High Programmer > Blog Archive > The War on Hypocrisy: How the Fox News Pundit Plot to Smear Liberals is More Offensive Than You Thought
Tuesday, December 13, 2005

The War on Hypocrisy: How the Fox News Pundit Plot to Smear Liberals is More Offensive Than You Thought

So Bill O'Reilly, self appointed Defender of America has gotten together with some of his Fox and declared that liberals have started a War on Christmas. It was kind of Bill and friends to declare the war for us, saving us the trouble. Heck, if he could actually go prosecute the war for us, that would be great, because we're too busy shopping for Christmas presents.

Now, Bill O'Reilly is constantly inventing bizarre new fantasies and convincing himself and his gullible fans that his fantasies reflect reality. I mostly ignore him. I let others mock him for his warped view of the world. Indeed, those others have tracked down Bill's own repeated hypocrisy on the batter.
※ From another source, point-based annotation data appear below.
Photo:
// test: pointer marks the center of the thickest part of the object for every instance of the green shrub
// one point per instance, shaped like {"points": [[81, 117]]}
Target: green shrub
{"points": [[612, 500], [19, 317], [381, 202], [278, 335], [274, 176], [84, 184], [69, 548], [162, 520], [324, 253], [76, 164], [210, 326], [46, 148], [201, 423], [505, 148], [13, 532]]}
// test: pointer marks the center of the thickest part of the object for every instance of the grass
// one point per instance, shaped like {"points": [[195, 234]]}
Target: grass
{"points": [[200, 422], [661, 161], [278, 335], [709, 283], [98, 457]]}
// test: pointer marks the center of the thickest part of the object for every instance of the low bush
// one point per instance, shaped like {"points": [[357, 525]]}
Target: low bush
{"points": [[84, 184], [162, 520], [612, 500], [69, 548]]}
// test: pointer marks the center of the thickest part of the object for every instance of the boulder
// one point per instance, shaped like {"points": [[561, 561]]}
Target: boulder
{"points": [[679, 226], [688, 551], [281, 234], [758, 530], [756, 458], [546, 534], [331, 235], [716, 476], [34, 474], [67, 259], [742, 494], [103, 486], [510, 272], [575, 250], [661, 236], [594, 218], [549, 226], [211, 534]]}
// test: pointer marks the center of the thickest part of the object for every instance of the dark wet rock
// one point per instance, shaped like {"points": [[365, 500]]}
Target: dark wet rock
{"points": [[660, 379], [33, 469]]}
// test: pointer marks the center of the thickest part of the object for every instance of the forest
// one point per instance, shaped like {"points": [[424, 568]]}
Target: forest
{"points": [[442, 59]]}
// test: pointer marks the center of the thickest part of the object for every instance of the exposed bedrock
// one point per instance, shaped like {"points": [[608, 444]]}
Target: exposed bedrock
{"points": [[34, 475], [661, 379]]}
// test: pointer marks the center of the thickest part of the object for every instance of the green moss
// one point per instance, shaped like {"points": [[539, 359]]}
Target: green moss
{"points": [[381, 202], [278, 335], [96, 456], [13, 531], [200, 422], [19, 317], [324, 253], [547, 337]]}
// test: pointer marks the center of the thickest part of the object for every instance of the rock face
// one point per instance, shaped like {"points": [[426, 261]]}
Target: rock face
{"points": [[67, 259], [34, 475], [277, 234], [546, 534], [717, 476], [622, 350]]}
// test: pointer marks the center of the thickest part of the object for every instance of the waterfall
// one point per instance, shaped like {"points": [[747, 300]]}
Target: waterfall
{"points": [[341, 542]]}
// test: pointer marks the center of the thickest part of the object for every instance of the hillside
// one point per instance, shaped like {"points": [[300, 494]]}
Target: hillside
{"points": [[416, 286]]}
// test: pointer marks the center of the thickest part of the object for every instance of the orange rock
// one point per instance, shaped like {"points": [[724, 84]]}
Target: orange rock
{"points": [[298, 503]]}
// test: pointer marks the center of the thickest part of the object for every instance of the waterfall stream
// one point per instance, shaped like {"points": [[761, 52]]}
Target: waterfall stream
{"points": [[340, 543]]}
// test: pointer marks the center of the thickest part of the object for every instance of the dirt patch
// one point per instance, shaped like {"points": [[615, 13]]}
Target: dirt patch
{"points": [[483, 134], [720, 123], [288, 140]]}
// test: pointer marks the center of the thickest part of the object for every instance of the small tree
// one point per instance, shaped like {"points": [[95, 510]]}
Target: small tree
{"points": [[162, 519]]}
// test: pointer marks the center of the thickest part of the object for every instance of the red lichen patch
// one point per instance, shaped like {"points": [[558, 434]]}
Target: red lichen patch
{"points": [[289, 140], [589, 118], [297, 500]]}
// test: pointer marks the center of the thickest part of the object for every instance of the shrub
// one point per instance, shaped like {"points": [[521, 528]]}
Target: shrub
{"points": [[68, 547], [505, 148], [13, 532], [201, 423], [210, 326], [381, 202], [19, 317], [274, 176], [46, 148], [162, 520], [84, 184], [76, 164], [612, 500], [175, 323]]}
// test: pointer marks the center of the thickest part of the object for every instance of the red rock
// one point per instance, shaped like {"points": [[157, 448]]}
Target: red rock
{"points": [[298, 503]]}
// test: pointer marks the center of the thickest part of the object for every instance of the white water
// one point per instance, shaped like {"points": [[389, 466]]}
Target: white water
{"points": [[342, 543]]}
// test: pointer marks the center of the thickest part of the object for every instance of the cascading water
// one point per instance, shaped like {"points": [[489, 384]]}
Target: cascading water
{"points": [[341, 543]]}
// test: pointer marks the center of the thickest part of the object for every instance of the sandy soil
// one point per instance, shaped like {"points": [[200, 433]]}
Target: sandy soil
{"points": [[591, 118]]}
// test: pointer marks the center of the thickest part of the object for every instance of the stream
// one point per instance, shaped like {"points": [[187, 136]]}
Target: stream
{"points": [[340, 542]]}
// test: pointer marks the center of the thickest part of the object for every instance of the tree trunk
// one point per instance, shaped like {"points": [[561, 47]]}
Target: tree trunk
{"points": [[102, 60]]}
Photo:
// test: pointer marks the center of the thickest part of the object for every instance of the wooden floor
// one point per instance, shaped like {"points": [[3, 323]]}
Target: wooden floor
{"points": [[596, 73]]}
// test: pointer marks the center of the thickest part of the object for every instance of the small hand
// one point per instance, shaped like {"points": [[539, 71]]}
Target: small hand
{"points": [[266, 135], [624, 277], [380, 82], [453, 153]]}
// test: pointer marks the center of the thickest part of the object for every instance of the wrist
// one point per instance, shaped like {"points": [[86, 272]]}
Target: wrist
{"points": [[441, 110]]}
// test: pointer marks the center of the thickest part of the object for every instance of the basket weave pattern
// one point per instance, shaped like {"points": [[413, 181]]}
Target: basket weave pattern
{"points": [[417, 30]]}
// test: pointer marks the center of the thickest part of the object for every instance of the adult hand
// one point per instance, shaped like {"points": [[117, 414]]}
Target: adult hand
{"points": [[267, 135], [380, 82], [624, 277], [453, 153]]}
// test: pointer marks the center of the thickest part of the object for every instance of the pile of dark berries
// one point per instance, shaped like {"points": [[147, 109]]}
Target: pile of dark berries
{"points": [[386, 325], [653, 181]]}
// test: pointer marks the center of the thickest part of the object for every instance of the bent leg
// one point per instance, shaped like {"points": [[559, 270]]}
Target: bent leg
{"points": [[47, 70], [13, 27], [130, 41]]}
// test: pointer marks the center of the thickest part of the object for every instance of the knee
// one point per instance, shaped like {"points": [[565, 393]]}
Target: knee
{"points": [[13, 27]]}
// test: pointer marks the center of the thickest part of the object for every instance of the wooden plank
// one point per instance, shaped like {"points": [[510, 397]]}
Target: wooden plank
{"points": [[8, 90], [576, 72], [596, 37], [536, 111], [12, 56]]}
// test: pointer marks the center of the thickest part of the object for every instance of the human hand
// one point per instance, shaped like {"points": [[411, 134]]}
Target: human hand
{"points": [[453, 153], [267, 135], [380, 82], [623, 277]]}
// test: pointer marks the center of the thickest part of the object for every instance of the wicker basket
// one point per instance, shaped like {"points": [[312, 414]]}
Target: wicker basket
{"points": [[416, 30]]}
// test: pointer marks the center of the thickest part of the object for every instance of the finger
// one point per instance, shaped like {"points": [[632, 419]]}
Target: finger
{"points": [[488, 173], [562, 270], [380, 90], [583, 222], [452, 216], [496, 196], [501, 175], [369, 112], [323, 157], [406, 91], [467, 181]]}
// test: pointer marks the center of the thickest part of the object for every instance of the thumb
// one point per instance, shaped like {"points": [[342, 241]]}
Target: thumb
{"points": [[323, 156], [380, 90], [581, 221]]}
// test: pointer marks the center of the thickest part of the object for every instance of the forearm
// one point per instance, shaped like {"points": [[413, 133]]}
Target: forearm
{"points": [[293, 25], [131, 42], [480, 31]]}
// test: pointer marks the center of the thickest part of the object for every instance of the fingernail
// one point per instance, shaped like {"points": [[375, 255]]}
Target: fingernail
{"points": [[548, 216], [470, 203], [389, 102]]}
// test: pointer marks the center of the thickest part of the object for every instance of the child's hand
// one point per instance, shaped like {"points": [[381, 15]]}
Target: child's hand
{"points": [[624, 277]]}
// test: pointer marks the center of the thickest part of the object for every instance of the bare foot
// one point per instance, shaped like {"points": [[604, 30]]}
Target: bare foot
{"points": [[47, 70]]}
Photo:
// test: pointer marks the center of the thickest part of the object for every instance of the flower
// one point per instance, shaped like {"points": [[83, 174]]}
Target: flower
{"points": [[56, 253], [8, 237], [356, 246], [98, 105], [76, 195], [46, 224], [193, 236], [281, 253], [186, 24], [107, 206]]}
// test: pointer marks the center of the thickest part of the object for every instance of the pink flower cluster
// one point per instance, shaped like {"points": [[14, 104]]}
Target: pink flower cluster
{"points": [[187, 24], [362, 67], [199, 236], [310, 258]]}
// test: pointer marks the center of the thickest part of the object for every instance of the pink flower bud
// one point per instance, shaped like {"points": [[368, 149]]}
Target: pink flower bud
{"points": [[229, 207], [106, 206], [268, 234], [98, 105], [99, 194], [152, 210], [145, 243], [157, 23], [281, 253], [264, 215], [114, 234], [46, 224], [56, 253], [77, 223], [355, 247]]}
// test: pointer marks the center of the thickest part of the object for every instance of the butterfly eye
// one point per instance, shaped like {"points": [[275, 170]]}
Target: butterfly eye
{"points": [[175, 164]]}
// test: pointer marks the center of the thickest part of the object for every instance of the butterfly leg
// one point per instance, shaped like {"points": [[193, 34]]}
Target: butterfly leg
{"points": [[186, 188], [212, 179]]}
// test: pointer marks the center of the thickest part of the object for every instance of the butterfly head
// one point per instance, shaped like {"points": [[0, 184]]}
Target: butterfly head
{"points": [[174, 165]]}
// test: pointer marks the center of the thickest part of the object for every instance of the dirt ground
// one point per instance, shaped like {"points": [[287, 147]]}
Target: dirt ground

I'd planned on otherwise ignoring it, but Wisconsin Public Radio interviewed John Gibson this morning. (A RealPlayer copy of the interview if you're curious. It should be good through roughly December of 2006.) John is one of Bill's fellow delusionals. John's written the definitive book on the matter, the succinctly titled The War on Christmas: How the Liberal Plot to Ban the Sacred Christian Holiday Is Worse Than You Thought.

Liberal plot? When do I get filled in on the conspiracy? Without even opening the book John is engaging in smear tactics. In the interview John was more usefully specific, bashing various organizations working to keep a strong separation of church and state.

Anyway, as the interview progressed, it became clear that John lives in O'Reilly's world where the plural of anecdote is data and the most likely explanation for something is the most complicated. John suggests that Wal-Mart uses "happy holidays" instead of "merry Christmas" because there is some out of control Human Resource director pulling the shots. Be realistic John. This is Wal-Mart, a company famous for ruthless capitalism, for carefully optimizing every aspect of their stores and supply chain, for maximizing profit. Some rogue HR person did something this potentially damaging to Wal-Mart? Here's a more plausible option: Wal-Mart ran the numbers and decided that "happy holidays" sells more product. They probably don't even care why. If the research suggested that "Cthulhu R'lyeh wgah'nagl fhtagn" moved product, you'd see the greeters carefully practicing their Lovecraftian nonsense.

John is also a master of doublethink. He repeatedly said that Christmas trees are safely secular and non-religious, and thus suitable for public places. (Indeed, I'll agree.) John also repeatedly said that trying to eliminate Christmas trees is anti-Christian and a form of religious persecution. He apparently sees no contradiction between those two statements.

John also kept harping that 84% of the country was Christian. He says that the next two biggest groups were people who were non-religious, followed by "everything else." First, if your core premise is that it's reasonable to ban religious nativity scenes from public spaces, but not reasonable to ban non-religious Christmas trees, why is the 84% even important? Of course, it became clear as I listened to John ranting: John considers us a Christian nation and Christians as more important than other religions. That just makes him a dick.

Ultimately the only evidence for this vast liberal conspiracy that John can offer are local places making stupid decisions. He talks about Christmas trees and the colors red and green being banned. Okay, it could be a plot. An evil plot against red and green. But wouldn't it be easier to explain it as individual administrators and city clerks being overly paranoid about the separation of church and state and making stupid decisions? As an unknown wise man once said, "Never attribute to malice that which can be adequately explained by stupidity."

Indeed, I take some comfort in those words. Like Bill O'Reilly, I simply need to remember that John Gibson is an idiot. They live in their own fantasy world. One shouldn't get too worked up about crazy people.

(Gaaah, while looking for a suitably critical link for John Gibson, I stumbled across John Gibson comparing a critic to a genocidal organization. His critic labeled John a demagogue. Demagogue? "A leader who obtains power by means of impassioned appeals to the emotions and prejudices of the populace." A bit of an insult, but hardly grounds to suggest your critic wants to send you to a Khmer Rouge re-education camp. Smoooooth, John. Yet another stunning example of Fox News's Fair and Balanced television.)